By pushing for a financial data carve-out in the TPP, the United States has undermined its own interests and sent a dangerous message that may encourage countries to enact more protectionist data policies.

In today’s economy, data is to global trade what manufactured goods were in the post-War Bretton Woods system—its lifeblood. However, the data-driven economy is under increasing threat as countries impose a slew of nontariff trade barriers that limit the flow of data across borders. Some of these measures stem from privacy and security concerns, but many constitute naked protectionism. 

This trend should be of particular concern to the United States, because it holds a leadership position in many of the technologies at the heart of the data economy. Yet the United States has effectively undermined its own interests in one of the most significant trade deals in a generation, the Trans-Pacific Partnership (TPP), by pushing for the financial sector to be exempted from the agreement’s prohibitions on measures that would force data to be stored within a country’s geographic borders, a practice known as “data localization.” 

Giving countries a free pass to require certain data to be stored inside their borders will raise costs for financial services firms, and the firms will have to pass those costs on to the businesses and customers they serve. Furthermore, the carve-out validates the false belief that storing data outside a nation is somehow inherently riskier than storing it locally. Such a belief may embolden data mercantilists, such as China, Indonesia, India, Nigeria, and Russia, to use the U.S. approach as cover for further digital protectionism, undermining U.S. efforts to push back against such measures. 

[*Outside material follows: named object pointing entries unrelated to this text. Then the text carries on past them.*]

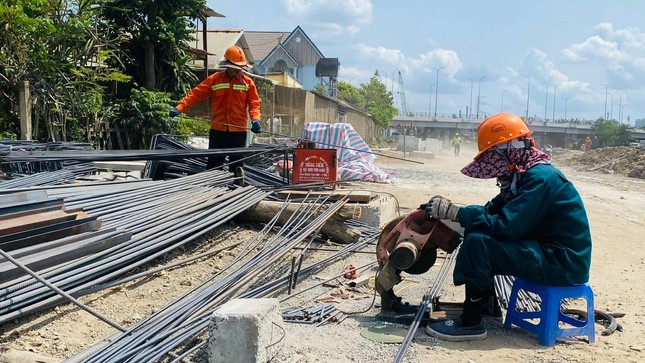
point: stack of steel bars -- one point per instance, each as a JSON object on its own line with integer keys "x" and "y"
{"x": 319, "y": 315}
{"x": 9, "y": 146}
{"x": 67, "y": 174}
{"x": 161, "y": 215}
{"x": 176, "y": 331}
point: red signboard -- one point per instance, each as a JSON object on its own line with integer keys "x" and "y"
{"x": 314, "y": 165}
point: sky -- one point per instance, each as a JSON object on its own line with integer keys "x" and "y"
{"x": 546, "y": 57}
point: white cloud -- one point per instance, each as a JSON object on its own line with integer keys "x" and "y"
{"x": 338, "y": 16}
{"x": 619, "y": 52}
{"x": 389, "y": 56}
{"x": 424, "y": 63}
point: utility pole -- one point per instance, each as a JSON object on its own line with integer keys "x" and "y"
{"x": 470, "y": 107}
{"x": 555, "y": 89}
{"x": 430, "y": 103}
{"x": 546, "y": 101}
{"x": 620, "y": 104}
{"x": 479, "y": 87}
{"x": 604, "y": 115}
{"x": 436, "y": 91}
{"x": 528, "y": 97}
{"x": 566, "y": 101}
{"x": 501, "y": 109}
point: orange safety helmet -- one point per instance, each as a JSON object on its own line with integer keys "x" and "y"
{"x": 499, "y": 129}
{"x": 235, "y": 55}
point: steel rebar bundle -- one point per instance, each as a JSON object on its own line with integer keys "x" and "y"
{"x": 180, "y": 322}
{"x": 161, "y": 216}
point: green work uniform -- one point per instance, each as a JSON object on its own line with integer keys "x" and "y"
{"x": 542, "y": 234}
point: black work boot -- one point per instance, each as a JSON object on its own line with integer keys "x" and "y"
{"x": 469, "y": 326}
{"x": 392, "y": 304}
{"x": 239, "y": 176}
{"x": 388, "y": 300}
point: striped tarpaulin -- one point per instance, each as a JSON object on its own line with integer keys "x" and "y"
{"x": 355, "y": 158}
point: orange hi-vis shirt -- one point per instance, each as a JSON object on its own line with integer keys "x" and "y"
{"x": 229, "y": 101}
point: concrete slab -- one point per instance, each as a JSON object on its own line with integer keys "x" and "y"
{"x": 422, "y": 154}
{"x": 246, "y": 330}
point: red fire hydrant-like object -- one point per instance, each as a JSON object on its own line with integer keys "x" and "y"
{"x": 352, "y": 274}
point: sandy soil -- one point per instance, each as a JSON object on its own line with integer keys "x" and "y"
{"x": 615, "y": 207}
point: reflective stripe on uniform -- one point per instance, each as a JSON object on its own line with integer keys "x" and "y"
{"x": 215, "y": 87}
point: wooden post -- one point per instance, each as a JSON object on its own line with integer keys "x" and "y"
{"x": 25, "y": 112}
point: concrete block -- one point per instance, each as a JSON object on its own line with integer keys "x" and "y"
{"x": 246, "y": 330}
{"x": 408, "y": 143}
{"x": 379, "y": 211}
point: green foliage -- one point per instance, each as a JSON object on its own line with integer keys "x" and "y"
{"x": 320, "y": 89}
{"x": 611, "y": 132}
{"x": 372, "y": 97}
{"x": 154, "y": 35}
{"x": 347, "y": 92}
{"x": 193, "y": 126}
{"x": 58, "y": 49}
{"x": 141, "y": 116}
{"x": 378, "y": 101}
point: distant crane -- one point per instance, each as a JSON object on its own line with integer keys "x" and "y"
{"x": 404, "y": 105}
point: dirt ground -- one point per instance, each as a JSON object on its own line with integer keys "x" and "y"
{"x": 615, "y": 206}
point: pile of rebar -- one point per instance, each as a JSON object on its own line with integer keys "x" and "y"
{"x": 174, "y": 331}
{"x": 161, "y": 216}
{"x": 318, "y": 315}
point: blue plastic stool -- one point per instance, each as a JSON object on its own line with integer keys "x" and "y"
{"x": 548, "y": 328}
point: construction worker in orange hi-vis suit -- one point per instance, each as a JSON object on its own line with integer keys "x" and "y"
{"x": 234, "y": 96}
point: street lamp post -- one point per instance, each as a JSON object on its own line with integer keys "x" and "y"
{"x": 604, "y": 115}
{"x": 566, "y": 101}
{"x": 479, "y": 87}
{"x": 528, "y": 97}
{"x": 546, "y": 102}
{"x": 501, "y": 109}
{"x": 623, "y": 112}
{"x": 470, "y": 107}
{"x": 430, "y": 103}
{"x": 436, "y": 91}
{"x": 620, "y": 107}
{"x": 555, "y": 89}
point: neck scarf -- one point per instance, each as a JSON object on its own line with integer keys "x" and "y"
{"x": 495, "y": 162}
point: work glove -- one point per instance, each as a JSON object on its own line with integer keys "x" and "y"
{"x": 441, "y": 208}
{"x": 255, "y": 127}
{"x": 173, "y": 112}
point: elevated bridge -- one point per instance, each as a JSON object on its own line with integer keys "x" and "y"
{"x": 444, "y": 126}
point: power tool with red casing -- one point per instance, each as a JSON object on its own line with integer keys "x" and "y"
{"x": 409, "y": 243}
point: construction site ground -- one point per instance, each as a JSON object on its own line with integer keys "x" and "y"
{"x": 615, "y": 206}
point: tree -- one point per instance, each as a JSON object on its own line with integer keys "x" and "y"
{"x": 372, "y": 97}
{"x": 320, "y": 89}
{"x": 611, "y": 132}
{"x": 154, "y": 34}
{"x": 378, "y": 101}
{"x": 347, "y": 92}
{"x": 58, "y": 48}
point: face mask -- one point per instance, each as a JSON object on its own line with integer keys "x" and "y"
{"x": 505, "y": 184}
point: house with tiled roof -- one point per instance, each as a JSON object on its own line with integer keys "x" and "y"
{"x": 293, "y": 52}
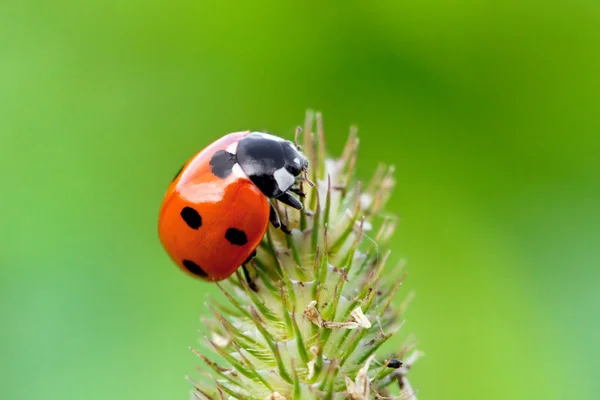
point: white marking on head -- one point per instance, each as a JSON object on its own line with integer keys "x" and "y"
{"x": 284, "y": 179}
{"x": 232, "y": 148}
{"x": 268, "y": 136}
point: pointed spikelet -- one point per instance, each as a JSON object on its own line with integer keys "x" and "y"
{"x": 325, "y": 303}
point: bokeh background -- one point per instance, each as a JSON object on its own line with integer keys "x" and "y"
{"x": 489, "y": 110}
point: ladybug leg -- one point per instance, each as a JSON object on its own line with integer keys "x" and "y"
{"x": 290, "y": 200}
{"x": 276, "y": 221}
{"x": 274, "y": 217}
{"x": 251, "y": 283}
{"x": 298, "y": 191}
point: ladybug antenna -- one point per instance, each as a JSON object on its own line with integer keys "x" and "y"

The report finds that the rationale for the carve-out is faulty and redundant. Firstly, concerns about access to financial data that arose during Lehman Brother’s bankruptcy during the global financial crisis have been addressed through the Dodd-Frank Wall Street Reform and Consumer Protection Act. Secondly, the TPP includes a provision which allows wide-ranging U.S. regulatory action in the banking and financial sector, including the hypothetical scenario where regulators needed a bankrupt financial institution to store data locally during a financial crisis. This “prudential exception” provision allows regulatory actions even if this contravenes other parts of the trade agreement, such as the TPP’s rules against data localization. 

The report underscores the need for the United States to not only change its current approach to financial data, but also to pursue broader international rules to support the free flow of data. Specifically, the United States should pursue the following policies:

  1. The United States should work with other parties in the TPP to narrow this loophole through side agreements;
  2. The United States should work to exclude this carve-out in future trade agreements, such as the Trade in Services Agreement and the Transatlantic Trade and Investment Partnership; 
  3. The U.S. government should focus more time and attention on hiring, developing, and consulting with people with relevant digital economy and information technology expertise during future negotiations; 
  4. The United States should redouble efforts to use international financial forums to address jurisdictional concerns over data access during a financial crisis; and 
  5. The United States should step up its efforts to build a multilateral policy framework to support the free flow of data.